The Jupiter — violinists Nelson Lee and Megan Freivogel, violist Liz Freivogel, and cellist Daniel McDonough — has become a mature, fully developed ensemble in the four years since its members left the quartet training program at New England Conservatory. It has a warm, refined sound and a tensile interpretive style. Both sides were on display in Haydn’s Quartet Op.76 no. 2, (“Fifths’’), whose first movement was played with an almost Beethovenian weight and intensity. Yet even in its most fervent moments one could hear every detail of the music’s internal dialogue, thanks not only to the Jupiter’s sensitive phrasing but the warmth and presence of the acoustic. They gauged the finale’s energetic and unexpected turns with aplomb.
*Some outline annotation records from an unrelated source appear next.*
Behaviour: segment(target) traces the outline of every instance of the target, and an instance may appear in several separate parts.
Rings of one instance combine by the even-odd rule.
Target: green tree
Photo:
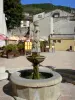
[[[4,12],[8,29],[20,26],[20,21],[23,19],[23,7],[20,0],[4,0]]]

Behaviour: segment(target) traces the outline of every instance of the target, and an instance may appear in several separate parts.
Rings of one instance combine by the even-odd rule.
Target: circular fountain
[[[40,55],[37,27],[38,24],[34,23],[32,54],[26,57],[33,64],[33,69],[13,73],[10,77],[16,100],[58,100],[60,96],[60,74],[39,68],[45,57]]]

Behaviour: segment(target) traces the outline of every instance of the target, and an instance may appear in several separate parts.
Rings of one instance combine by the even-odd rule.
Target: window
[[[56,43],[56,40],[53,40],[53,43]]]

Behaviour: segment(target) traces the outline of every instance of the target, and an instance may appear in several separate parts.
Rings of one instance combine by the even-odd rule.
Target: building
[[[73,13],[56,9],[49,13],[43,12],[34,15],[33,21],[37,21],[39,24],[40,38],[48,40],[48,36],[50,36],[51,44],[56,41],[54,42],[56,50],[67,50],[70,46],[74,50],[75,15]],[[32,35],[33,23],[30,26]],[[59,41],[61,42],[59,43]]]

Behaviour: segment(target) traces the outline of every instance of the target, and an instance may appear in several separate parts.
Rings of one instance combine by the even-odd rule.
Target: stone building
[[[74,50],[75,36],[75,15],[59,9],[49,13],[40,13],[33,16],[33,21],[38,21],[40,29],[40,38],[54,41],[56,50],[67,50],[72,46]],[[31,35],[33,34],[33,23],[30,24]],[[63,40],[63,42],[62,42]],[[60,43],[57,41],[61,41]],[[50,45],[51,45],[50,44]],[[60,44],[60,45],[59,45]],[[62,44],[63,48],[60,47]]]

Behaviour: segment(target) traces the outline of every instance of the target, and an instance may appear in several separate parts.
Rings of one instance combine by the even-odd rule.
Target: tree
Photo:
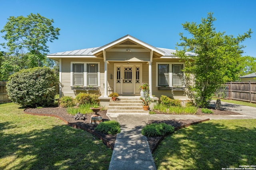
[[[243,69],[241,71],[240,76],[242,76],[256,72],[256,58],[252,57],[243,56],[242,64]]]
[[[60,29],[54,28],[53,20],[50,20],[40,14],[31,13],[27,17],[11,16],[1,30],[6,33],[2,37],[8,42],[2,45],[9,48],[11,54],[17,49],[24,49],[28,52],[30,59],[37,61],[40,66],[46,59],[49,52],[46,44],[58,39]]]
[[[250,29],[236,38],[225,32],[217,32],[214,27],[216,20],[213,13],[208,13],[206,18],[202,18],[201,23],[186,22],[182,25],[192,35],[188,38],[180,33],[182,42],[177,43],[182,47],[176,53],[185,62],[184,71],[194,76],[194,84],[189,86],[193,92],[196,104],[202,107],[207,106],[215,89],[221,84],[237,79],[242,69],[242,49],[240,43],[250,38]],[[190,51],[197,54],[190,56],[185,54]]]

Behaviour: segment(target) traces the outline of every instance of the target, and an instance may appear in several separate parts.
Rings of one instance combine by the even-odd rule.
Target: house
[[[256,72],[239,77],[242,82],[256,82]]]
[[[102,47],[47,55],[60,63],[60,95],[74,96],[83,90],[109,101],[112,92],[139,95],[139,86],[149,84],[150,95],[186,100],[184,63],[176,50],[156,48],[129,35]],[[187,53],[188,55],[194,53]]]

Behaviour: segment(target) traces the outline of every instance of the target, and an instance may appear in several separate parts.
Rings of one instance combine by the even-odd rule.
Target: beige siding
[[[139,60],[148,61],[150,59],[150,53],[107,52],[106,56],[106,60],[109,61],[125,61],[132,60],[134,61],[134,60]]]

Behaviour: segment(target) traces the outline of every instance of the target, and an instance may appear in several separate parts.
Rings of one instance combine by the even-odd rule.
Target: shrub
[[[210,109],[208,109],[207,108],[202,108],[201,109],[202,112],[204,113],[213,113],[213,112]]]
[[[121,132],[120,124],[114,120],[105,121],[95,128],[95,130],[107,134],[116,135]]]
[[[69,107],[74,106],[75,104],[72,97],[65,96],[60,99],[59,105],[62,107]]]
[[[161,95],[160,97],[160,102],[161,104],[166,106],[181,106],[181,101],[178,99],[172,99],[168,96]]]
[[[193,101],[189,101],[186,103],[185,104],[186,107],[190,107],[193,106],[195,106],[195,104],[194,103]]]
[[[154,111],[149,111],[149,114],[150,114],[150,115],[154,115],[154,114],[156,114],[156,112]]]
[[[80,93],[76,95],[75,100],[78,105],[85,104],[98,104],[98,95],[96,94]]]
[[[162,136],[173,132],[174,128],[164,123],[152,123],[147,125],[142,129],[141,133],[148,137]]]
[[[46,106],[53,104],[58,81],[48,67],[23,69],[9,78],[6,90],[10,98],[23,107]]]

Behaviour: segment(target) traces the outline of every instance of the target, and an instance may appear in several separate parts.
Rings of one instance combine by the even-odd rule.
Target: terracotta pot
[[[113,101],[116,101],[116,97],[112,97],[112,100]]]
[[[148,106],[143,106],[143,110],[148,110],[149,108],[149,107],[148,107]]]

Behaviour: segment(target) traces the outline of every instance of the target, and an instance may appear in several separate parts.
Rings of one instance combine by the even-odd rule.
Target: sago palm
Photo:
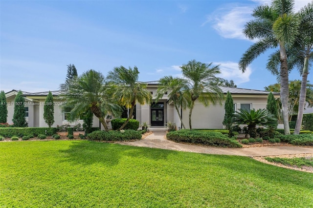
[[[247,125],[248,132],[253,138],[256,136],[257,125],[267,127],[276,127],[277,125],[275,116],[265,109],[249,111],[240,109],[236,112],[233,118],[235,124]]]
[[[69,121],[78,119],[84,113],[91,110],[108,131],[106,115],[116,115],[120,109],[107,93],[103,75],[91,69],[70,80],[67,86],[61,90],[60,97],[65,101],[64,107],[71,109]]]
[[[188,98],[189,128],[192,130],[191,115],[197,99],[206,107],[218,103],[222,104],[224,94],[216,84],[221,81],[216,77],[221,74],[221,70],[219,66],[212,66],[212,63],[201,63],[195,60],[183,64],[180,68],[187,81],[183,93]]]
[[[239,69],[244,72],[248,65],[270,48],[279,48],[281,99],[285,134],[290,134],[288,122],[288,67],[286,47],[291,46],[298,34],[299,19],[293,12],[294,1],[273,0],[270,6],[257,6],[252,13],[254,20],[248,22],[244,33],[250,40],[257,40],[244,54]]]
[[[147,89],[147,84],[138,81],[139,73],[136,66],[127,69],[121,66],[114,67],[108,74],[107,78],[114,90],[113,97],[121,105],[130,108],[128,118],[119,130],[123,129],[132,118],[136,103],[144,104],[151,102],[152,96]]]
[[[173,102],[183,128],[186,127],[182,121],[179,108],[185,109],[187,106],[186,94],[183,93],[187,84],[187,81],[183,79],[174,78],[171,76],[165,76],[159,80],[156,101],[157,102],[158,100],[162,98],[165,92],[167,92],[167,99]]]

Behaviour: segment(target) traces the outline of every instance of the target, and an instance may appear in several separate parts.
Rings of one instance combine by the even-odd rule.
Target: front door
[[[151,125],[164,125],[164,103],[153,103],[151,104]]]

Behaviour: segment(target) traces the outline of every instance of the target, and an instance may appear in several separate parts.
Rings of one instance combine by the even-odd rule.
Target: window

Dvorak’s “American’’ Quartet is the kind of repertory staple whose ubiquity prompts disdain among some chamber music devotees. But the Jupiter’s reading — lyrical and involving yet devoid of schmaltz — reminded you why the piece became so popular in the first place. The slow movement was mesmerizing: Its languorous melodies seemed to spin out into infinity, yet always with a sense of direction that was aided by the quartet’s scrupulously graded dynamics. McDonough’s cello pizzicatos told a whole story in themselves.
After intermission three fourths of the Jupiter — minus Liz Freivogel — were joined by five colleagues for a rarity: the Octet for Strings, Op. 7, by Romanian composer Georges Enescu. Written in 1900 in an ardent, late-Romantic idiom, it’s gripping in parts but drags over the long run. The octet lasts about 40 minutes; somewhere in its ceaseless counterpoint, passionate declamations, and oddly static harmony, a great 20-minute piece is hiding.
It is, nevertheless, a major undertaking, and aside from a few early tuning problems, the performance was all one would wish for. One of the chief delights was hearing the interweaving solos of violinist Andrés Cárdenes and violist Marcus Thompson. And the hall showed how well it could handle what was at times almost an overabundance of sound.